E ela apertava e puxava as orelhas de Múcio e dava murros em suas omoplatas e espremia a panturrilha e, num determinado momento, os olhos de Múcio encheram-se de água. Ao final, sua musculatura parecia realmente mais leve e menos dolorida, mas Múcio estava emocionalmente abalado.
Foi só quando estava voltando para casa, pensando em como iria explicar para a esposa porque suas orelhas estavam tão vermelhas, que caiu a ficha: quem troca os “erres” pelos “eles” não é chinês? Nem precisou perguntar muito para descobrir que a Neusa havia nascido em Piracicaba e que todo o lance de japonês ou era gênero ou maluquice. Mas a massagem era uma beleza.

Gravidade

Depois de uma certa idade (cada vez mais reduzida) ninguém mais tem dúvidas sobre de onde vêm os bebês. Sexo, certo? Pois aí é que você se engana.
Sexo é apenas uma ferramenta. Fundamental e, em se tratando de ferramenta, uma das mais interessantes, mas não passa disso: uma chave-de-fenda (sem trocadilhos). E, se a gente parar para pensar, sexo não é nem mesmo fundamental, está aí a inseminação artificial para provar.
Outra prova de que sexo é apenas uma ferramenta é que ele pode ter outras aplicações, além de produzir bebês, assim como uma chave-de-fenda pode ser usada, por exemplo, para arrombar a porta dos fundos (sem trocadilhos). É só uma questão de criatividade.
Mas, então, de onde vêm os bebês? Ora, do nosso instinto de preservação. Um bom banho e roupas de marca podem enganar por um tempo, mas, no fim do dia, somos todos animais.
O humano heterossexual feminino médio está, desde a adolescência, preparado para procriar.
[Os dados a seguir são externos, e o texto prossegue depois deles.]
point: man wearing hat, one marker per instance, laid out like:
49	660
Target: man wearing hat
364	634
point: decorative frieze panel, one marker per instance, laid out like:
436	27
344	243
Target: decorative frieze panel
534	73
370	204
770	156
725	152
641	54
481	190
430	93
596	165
Mas fatores ambientais como o custo de vida e comportamentais, como a farra com os amigos, os estudos e a opinião dos outros, impedem que o instinto tome conta do indivíduo.
Qualquer gravidez durante este período pode ser classificada como acidente, irresponsabilidade, safadeza ou falta de luz, dependendo da área geográfica e do círculo de convivência do espécime.
A partir dos dezoito, o instinto começa a ocupar seu espaço e atinge seu ápice aos trinta. Nessa idade, a fêmea humana que ainda não procriou se torna extremamente agressiva e passa a ser uma das criaturas mais perigosas da face da Terra. Se não estiver casada, vai casar e, se não estiver grávida, vai ficar. A opinião do macho não interessa.
E, por falar no macho, é justamente neste mesmo período que ele está mais vulnerável, ao perceber que está deixando para trás o auge de seu vigor físico. A fêmea sente o cheiro dessa insegurança a quilômetros de distância e parte para a ofensiva com roupas decotadas, marquinha de biquíni, streap tease, a disposição para realizar fantasias e até, veja o ponto em que as coisas chegam, com diálogo. Daí para transar sem camisinha é um pulo.
Os bebês nascem porque são necessários. Todo o resto, os ritos, o sexo, o romantismo - tudo é acessório para garantir a preservação da espécie. Curiosamente, uma vez que o filhote é concebido, o instinto acomoda-se, passa para segundo plano e uma outra coisa, ainda inexplicável para a ciência, toma seu lugar.
Alguns chamam essa outra coisa de amor, mas quem tem um filho sabe muito bem que não existem palavras para descrever o sentimento que toma conta da gente.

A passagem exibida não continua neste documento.